Le 28e sommet France-Afrique, le « nouveau sommet », selon la terminologie officielle, a été ouvert ce vendredi 8 octobre 2021. Alors que la terminologie « nouveau sommet » tire son origine de son caractère nouveau, celui d’inviter les sociétés civiles africaines et les jeunes à la place des chefs d’État, deux importantes organisations des sociétés civiles africaines sont absentes à cette rencontre.

La Lutte pour le changement (LUCHA), l’un des plus grands mouvements des droits de l’homme en République démocratique du Congo, regroupant des milliers de jeunes Congolais ; « Y en a marre », un mouvement apolitique créé par des rappeurs et des journalistes pour exprimer leur ras-le-bol face à l’injustice sociale, la corruption et la mal-gouvernance, regroupant aussi des milliers de jeunes Sénégalais, sont les deux grands absents de ce sommet.

Pourtant, le sommet est censé donner la parole aux peuples africains, notamment les sociétés civiles et les jeunes, aux dires du président français.
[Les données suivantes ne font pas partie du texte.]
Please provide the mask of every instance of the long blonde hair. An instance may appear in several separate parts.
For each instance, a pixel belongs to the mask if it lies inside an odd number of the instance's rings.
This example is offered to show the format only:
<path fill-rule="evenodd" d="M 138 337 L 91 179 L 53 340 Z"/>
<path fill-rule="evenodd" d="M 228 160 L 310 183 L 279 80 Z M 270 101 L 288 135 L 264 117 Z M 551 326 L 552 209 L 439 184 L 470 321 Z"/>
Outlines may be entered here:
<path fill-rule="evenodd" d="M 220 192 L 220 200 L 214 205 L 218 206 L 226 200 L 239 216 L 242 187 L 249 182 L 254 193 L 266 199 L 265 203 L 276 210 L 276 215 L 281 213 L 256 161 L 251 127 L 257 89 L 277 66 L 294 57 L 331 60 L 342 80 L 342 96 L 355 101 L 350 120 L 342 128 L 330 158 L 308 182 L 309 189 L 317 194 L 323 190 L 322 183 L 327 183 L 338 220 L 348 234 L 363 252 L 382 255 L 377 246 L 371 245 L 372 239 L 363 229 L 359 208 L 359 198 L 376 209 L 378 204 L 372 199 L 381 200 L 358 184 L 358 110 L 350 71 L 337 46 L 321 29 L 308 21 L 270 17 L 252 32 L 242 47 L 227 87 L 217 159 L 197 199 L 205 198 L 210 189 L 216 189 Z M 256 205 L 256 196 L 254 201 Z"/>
Une situation qui appuie beaucoup de raisonnements pessimistes sur la bonne foi de la « France-Afrique ». D’aucuns pensent que ce sommet s’inscrit dans une vaste offensive de communication destinée à dissimiler la continuité du joug « néocolonial » sur les pays africains, quand on se réfère aux récentes prises de bec de la France avec ses anciennes colonies, le Mali, le Gabon, la Centrafrique, l’Algérie… le « nouveau sommet » serait donc le moyen parfait pour la France de « diviser pour mieux régner » en invitant les organisations « profrançaises » au détriment des « antinéocolonialistes ». D’où l’absence de ces deux mouvements « Y en a marre » et la « LUCHA », deux organisations de la société civile connues pour leur témérité à couper le cordon ombilical avec les anciens colonisateurs.

Cependant, même si cette théorie reste une hypothèse, l’absence de ces deux mouvements donne à réfléchir sur l’issue de la rencontre.